There is a campaign underway to raise $2.1 million to fund a movie about Kermit Gosnell, the doctor convicted of three murder counts, and 21 felony counts of illegal late-term abortions.  The movie producers are trying to make the case that nobody knows about this convicted murderer, yet everybody seems to know about Jodi Arias, the woman convicted of murdering her boyfriend in Arizona.

The argument is that Gosnell’s crimes are larger that are Arias’ and why does everybody know about Arias and not Gosnell?

The problem with this argument is that it misunderstands the nature of news and news reporting.

When television news reports on crime, it doesn’t weigh which crimes are worst.  If that were the case, CNN would have 24 hour coverage of Syria instead of 24 hour coverage of the Malaysian airliner.  There are many other factors that go into the determination whether to cover a story or not, and how much coverage to give it.

This is because TV news, whether we like it or not, wants viewers and ratings.  It is a reality show disguised as “news.”  More people would prefer watching a murder trial of a pretty, young woman than an elderly physician.  Yes, like it or not, the Arias case is sexier.  It has everything people want.  Drama, sex, lust, violence, you name it.

Some are making the case that the Gosnell case isn’t getting coverage because the media are generally left wing and pro-abortion.  The argument goes that they are ignoring his crimes because he was performing abortions.

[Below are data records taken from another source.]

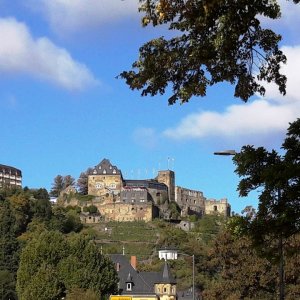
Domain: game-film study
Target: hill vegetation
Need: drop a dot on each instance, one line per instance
(51, 242)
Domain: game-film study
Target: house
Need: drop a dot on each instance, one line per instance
(10, 176)
(142, 285)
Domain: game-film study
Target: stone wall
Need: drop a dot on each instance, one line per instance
(213, 206)
(191, 202)
(127, 212)
(99, 185)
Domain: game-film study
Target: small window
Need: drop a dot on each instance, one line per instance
(129, 286)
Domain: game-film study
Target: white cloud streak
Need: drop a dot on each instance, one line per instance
(72, 16)
(21, 53)
(145, 137)
(262, 117)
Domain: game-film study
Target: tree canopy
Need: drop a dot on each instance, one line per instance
(213, 41)
(278, 179)
(52, 264)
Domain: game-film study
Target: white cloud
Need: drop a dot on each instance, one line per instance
(22, 53)
(145, 137)
(77, 15)
(262, 117)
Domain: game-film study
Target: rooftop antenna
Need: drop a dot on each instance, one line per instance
(170, 159)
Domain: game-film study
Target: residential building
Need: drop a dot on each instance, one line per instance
(143, 285)
(10, 176)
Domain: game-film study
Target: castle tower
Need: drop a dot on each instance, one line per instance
(168, 178)
(105, 179)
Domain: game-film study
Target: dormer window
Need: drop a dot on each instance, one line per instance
(129, 286)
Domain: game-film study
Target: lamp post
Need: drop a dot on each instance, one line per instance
(226, 152)
(173, 256)
(193, 257)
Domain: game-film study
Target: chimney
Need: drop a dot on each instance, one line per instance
(133, 261)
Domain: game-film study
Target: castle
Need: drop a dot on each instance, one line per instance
(10, 176)
(120, 199)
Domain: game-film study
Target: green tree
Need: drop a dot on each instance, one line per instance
(57, 186)
(213, 41)
(208, 227)
(81, 294)
(9, 251)
(86, 268)
(7, 285)
(20, 204)
(82, 182)
(65, 220)
(278, 179)
(237, 272)
(52, 264)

In journalism school we had entire courses devoted to discussions about defining news.  The general  conclusion is that news is drama.  It is not what is most important; or what impact the greatest number of people; or what has the biggest impact on the world, or who and how many die.  Rather, TV news is predicated on whether the media can get cameras on scene, and the pictures they capture.  Plus it also helps to have pretty players either as criminals or victims.

Even if the movie gets made, people still have to go see it, and unfortunately without a pretty girl or sexy story, that is a long shot.


When is no news enough news?

For three weeks, CNN has covered the strange disappearance of Malaysian flight 370.  The only problem is, nobody knows what happened to the plane then, and as of this writing, nobody still knows.

Yet CNN continues to make it the Breaking News: story on their website and devotes most of their on-air coverage to the story.  This, despite the fact that every bit of information that comes out of Malaysia has been wrong.

To my knowledge no other news organization has devoted so much time and space to a story with no facts.  Isn’t news just that?  Facts?  How can CNN call itself a news organization when its coverage of this story consists of talking to experts and its own reporters over and over again, with nobody knowing anything?

Malaysian flight 370 is a fascinating and tragic story certainly worthy of coverage.  But shouldn’t that coverage come when there is real information to impart?

In the meantime, CNN, other things are happening in the world.